Back in Aotearoa, Desiree switched to a business degree at Massey University (“My brain is wired for business,” she says) and eventually moved back south. But when her marriage to a farmer ended, Desiree realised she needed to find “something I was really passionate about”.
That turned out to be perfume. Because perfume is made with alcohol, it necessitated a detour into alcohol production.
“I travelled to the US and Scotland to find out how to make alcohol. The more I learned and the more I saw, the perfume fell away and the idea of making spirits took hold.”
If Desiree ever did one of those personality tests, you just know she’d end up in the Type-A quartile. She spent almost three years fully immersed in the world of craft spirits, criss-crossing the globe to meet distillers, making contacts and setting the groundwork for The Cardrona Distillery.
It wasn’t all smooth sailing. As Desiree notes in the book, finding a site and getting the 700sqm distillery built was another matter. Not to mention shipping and installing bespoke copper stills from Scotland.
But in 2015, four years after she first Googled “how to make whisky”, Desiree opened The Cardrona Distillery. Today, 40 staff make everything from scratch, using local ingredients such as malt, orange skins from Gisborne and elderflowers they comb the surrounding countryside for. That includes an all-women distilling team and a UK-based marketing team who Desiree recently visited.
“It was such a surreal trip, there was no one on the plane! I spent 6 weeks in the UK, seeing the team and recruiting a sales director. And then there were two weeks in managed isolation on my return, so it was a long time to be away from my family.”
She’s referring to her son Ritchie, six, four-year-old daughter Reid and husband Ash Whitaker, 46, the children’s main caregiver.
“Ash is a partner in the business, along with my parents and two other partners. I couldn’t do what I do without them because running an operation like this with two small kids isn’t easy,” she admits.
Desiree is clearly doing something right. Not only did she win NZ’s best single malt at the World Whiskies Awards two years in a row, last year the
respected global Whisky Magazine named her product one of the top 50 whiskies ever made.
It’s an admirable achievement in an industry usually dominated by men working with other men in a room full of men.

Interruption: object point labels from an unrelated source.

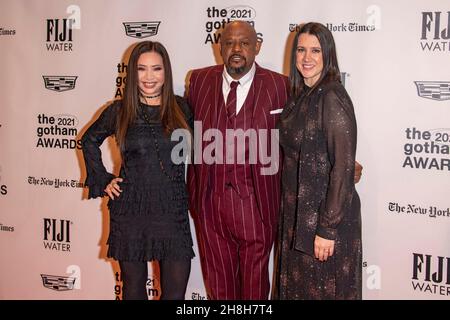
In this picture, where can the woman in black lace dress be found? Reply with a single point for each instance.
(319, 250)
(148, 201)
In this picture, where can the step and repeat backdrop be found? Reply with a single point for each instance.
(63, 61)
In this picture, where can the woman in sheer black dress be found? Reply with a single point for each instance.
(319, 250)
(148, 201)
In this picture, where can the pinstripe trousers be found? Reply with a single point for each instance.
(236, 246)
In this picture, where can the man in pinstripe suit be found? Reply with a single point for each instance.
(235, 205)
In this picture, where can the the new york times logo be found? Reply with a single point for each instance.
(57, 234)
(434, 90)
(218, 18)
(431, 274)
(60, 83)
(141, 30)
(435, 33)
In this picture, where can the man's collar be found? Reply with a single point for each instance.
(242, 81)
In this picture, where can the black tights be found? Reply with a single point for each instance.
(174, 275)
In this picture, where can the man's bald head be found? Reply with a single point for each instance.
(239, 46)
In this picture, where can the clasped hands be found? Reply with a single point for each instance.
(113, 188)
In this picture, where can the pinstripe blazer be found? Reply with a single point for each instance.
(205, 91)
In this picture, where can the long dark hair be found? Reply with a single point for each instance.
(171, 115)
(330, 70)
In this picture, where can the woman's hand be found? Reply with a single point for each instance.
(113, 188)
(358, 172)
(323, 248)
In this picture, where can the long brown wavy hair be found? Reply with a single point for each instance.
(330, 70)
(172, 116)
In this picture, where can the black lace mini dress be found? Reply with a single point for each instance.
(149, 220)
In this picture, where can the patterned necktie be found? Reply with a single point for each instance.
(231, 100)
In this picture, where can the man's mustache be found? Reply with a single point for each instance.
(236, 55)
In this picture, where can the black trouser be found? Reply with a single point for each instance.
(174, 276)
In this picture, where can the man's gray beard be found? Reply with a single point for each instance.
(232, 70)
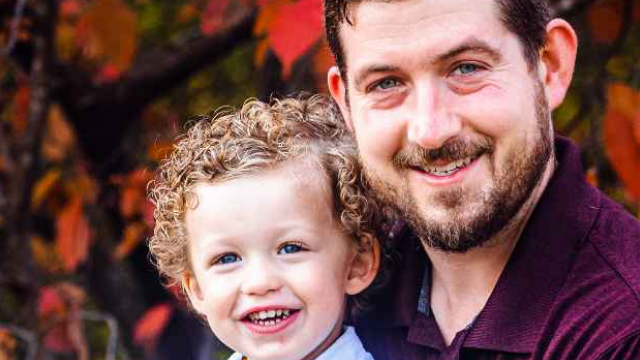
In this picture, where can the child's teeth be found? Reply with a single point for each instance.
(269, 317)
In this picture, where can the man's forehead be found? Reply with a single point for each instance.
(365, 12)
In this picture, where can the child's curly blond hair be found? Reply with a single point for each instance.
(230, 144)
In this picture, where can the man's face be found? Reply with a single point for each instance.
(452, 126)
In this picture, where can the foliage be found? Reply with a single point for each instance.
(93, 92)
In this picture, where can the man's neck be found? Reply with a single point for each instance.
(462, 283)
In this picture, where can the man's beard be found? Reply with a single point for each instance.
(499, 204)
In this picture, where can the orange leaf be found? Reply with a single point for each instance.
(43, 187)
(159, 150)
(213, 17)
(149, 328)
(622, 99)
(295, 28)
(66, 40)
(322, 61)
(133, 234)
(605, 20)
(59, 137)
(108, 31)
(623, 150)
(82, 185)
(107, 73)
(44, 255)
(72, 235)
(70, 8)
(636, 128)
(592, 176)
(266, 15)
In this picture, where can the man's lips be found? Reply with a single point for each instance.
(447, 174)
(445, 168)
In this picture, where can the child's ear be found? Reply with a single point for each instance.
(190, 284)
(363, 268)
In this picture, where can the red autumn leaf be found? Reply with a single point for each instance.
(49, 301)
(151, 325)
(636, 128)
(72, 234)
(213, 17)
(605, 20)
(147, 213)
(107, 31)
(59, 306)
(20, 109)
(623, 150)
(133, 194)
(134, 233)
(293, 31)
(107, 73)
(59, 137)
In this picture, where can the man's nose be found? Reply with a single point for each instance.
(260, 278)
(431, 119)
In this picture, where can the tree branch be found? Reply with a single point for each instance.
(102, 114)
(18, 266)
(569, 8)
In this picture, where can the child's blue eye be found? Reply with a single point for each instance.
(290, 249)
(226, 259)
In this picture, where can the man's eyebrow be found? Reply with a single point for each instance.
(472, 44)
(361, 75)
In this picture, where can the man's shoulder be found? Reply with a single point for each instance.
(615, 237)
(598, 307)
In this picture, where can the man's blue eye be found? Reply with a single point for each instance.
(387, 84)
(227, 259)
(466, 69)
(290, 249)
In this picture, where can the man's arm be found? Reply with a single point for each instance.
(628, 349)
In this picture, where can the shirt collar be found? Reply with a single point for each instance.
(515, 313)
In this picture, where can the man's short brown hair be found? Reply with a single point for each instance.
(525, 18)
(229, 144)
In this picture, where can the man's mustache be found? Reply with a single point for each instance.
(452, 150)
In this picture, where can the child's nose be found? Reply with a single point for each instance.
(260, 278)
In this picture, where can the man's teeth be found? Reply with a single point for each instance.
(269, 317)
(448, 169)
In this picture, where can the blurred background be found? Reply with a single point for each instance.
(92, 93)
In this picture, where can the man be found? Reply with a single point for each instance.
(509, 253)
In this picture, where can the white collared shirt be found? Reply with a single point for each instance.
(347, 347)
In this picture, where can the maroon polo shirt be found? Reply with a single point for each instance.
(571, 289)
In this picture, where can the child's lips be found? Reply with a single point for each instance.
(271, 325)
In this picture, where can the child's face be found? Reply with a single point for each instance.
(268, 246)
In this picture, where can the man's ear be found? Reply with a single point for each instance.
(363, 268)
(558, 59)
(191, 287)
(339, 94)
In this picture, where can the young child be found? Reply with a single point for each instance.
(261, 217)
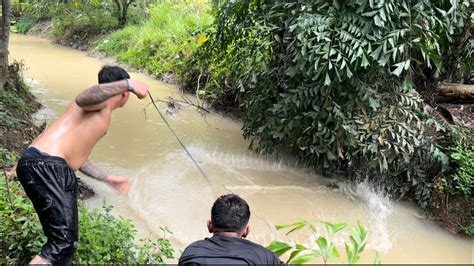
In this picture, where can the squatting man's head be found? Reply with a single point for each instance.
(230, 214)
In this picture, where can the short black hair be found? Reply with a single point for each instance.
(230, 213)
(112, 73)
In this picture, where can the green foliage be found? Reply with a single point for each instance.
(7, 158)
(13, 100)
(324, 244)
(462, 152)
(161, 45)
(81, 20)
(22, 236)
(8, 120)
(104, 238)
(332, 81)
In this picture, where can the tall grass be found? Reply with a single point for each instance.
(161, 44)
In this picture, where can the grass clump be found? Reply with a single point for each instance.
(172, 33)
(104, 238)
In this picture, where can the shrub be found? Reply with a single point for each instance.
(325, 247)
(104, 238)
(462, 152)
(332, 81)
(160, 45)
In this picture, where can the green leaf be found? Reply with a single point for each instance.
(377, 260)
(322, 243)
(327, 81)
(305, 258)
(365, 62)
(399, 68)
(278, 247)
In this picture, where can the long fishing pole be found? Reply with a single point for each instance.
(179, 140)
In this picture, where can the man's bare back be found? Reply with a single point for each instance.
(78, 129)
(47, 168)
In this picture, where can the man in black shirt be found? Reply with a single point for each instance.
(229, 217)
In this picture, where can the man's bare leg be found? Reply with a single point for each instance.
(39, 260)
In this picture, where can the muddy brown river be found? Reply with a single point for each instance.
(168, 190)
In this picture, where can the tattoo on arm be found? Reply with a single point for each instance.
(93, 171)
(101, 93)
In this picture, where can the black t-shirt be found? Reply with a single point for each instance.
(227, 250)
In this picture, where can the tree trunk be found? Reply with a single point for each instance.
(456, 92)
(4, 35)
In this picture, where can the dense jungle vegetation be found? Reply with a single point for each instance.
(349, 87)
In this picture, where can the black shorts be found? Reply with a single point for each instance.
(52, 187)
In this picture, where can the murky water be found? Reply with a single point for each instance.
(168, 190)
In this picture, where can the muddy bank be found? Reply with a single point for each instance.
(17, 105)
(17, 128)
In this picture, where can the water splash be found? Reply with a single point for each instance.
(380, 209)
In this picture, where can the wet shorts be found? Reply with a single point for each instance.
(52, 187)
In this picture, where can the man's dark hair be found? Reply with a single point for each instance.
(112, 73)
(230, 213)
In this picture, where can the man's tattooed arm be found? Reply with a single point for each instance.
(93, 171)
(96, 96)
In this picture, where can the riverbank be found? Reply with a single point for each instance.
(17, 105)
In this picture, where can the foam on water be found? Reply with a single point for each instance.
(380, 208)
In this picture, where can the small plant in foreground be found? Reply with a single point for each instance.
(324, 245)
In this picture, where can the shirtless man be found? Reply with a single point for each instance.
(46, 168)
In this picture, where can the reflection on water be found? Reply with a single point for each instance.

But Desiree says she’s never had to fight for a seat at the table. “I was lucky that everyone from Scottish distillers to bank managers took me under their wing. I’m also used to being the only woman in a room full of old men – for example, I was 27 when I was elected to the Fonterra shareholders council, the youngest ever elected representative. Maybe I’ve been blind to sexism, but my philosophy is: if I don’t notice it, then they don’t notice it.”
The single-minded determination Desiree brings to making award-wining spirits leaves room for little else.
“Hobbies?” she asks. “My hobby is whisky! If you want to do something big, then it becomes something of an obsession. Apart from my husband and children, the business is all I think about.”
Women in distilling
Women are actually credited with inventing distilling, reaching all the way back to 1400BC when it was believed females created the devices for distilling plant extract. But women’s place in distilleries has risen and fallen with the levels of sexism in society, nearly dying out during the Dark Ages and being violently suppressed in the witch-hunt era when a bottle of aqua vitae (ethanol) amounted to evidence of witchcraft. Then there was the conservative climate of the 1940s and 1950s when women often weren’t allowed to enter a bar, or a distillery, without a man.
Later, many women were prevented from working in distilleries for reasons as bizarre as not being able to climb ladders for fear of indecency (clearly trousers weren’t an option), and that a woman menstruating in the fermenting room might throw off the scent!
Thankfully, the last few decades have seen women around the globe break into the industry, turning the world of distilling and spirits into a more diverse and interesting place.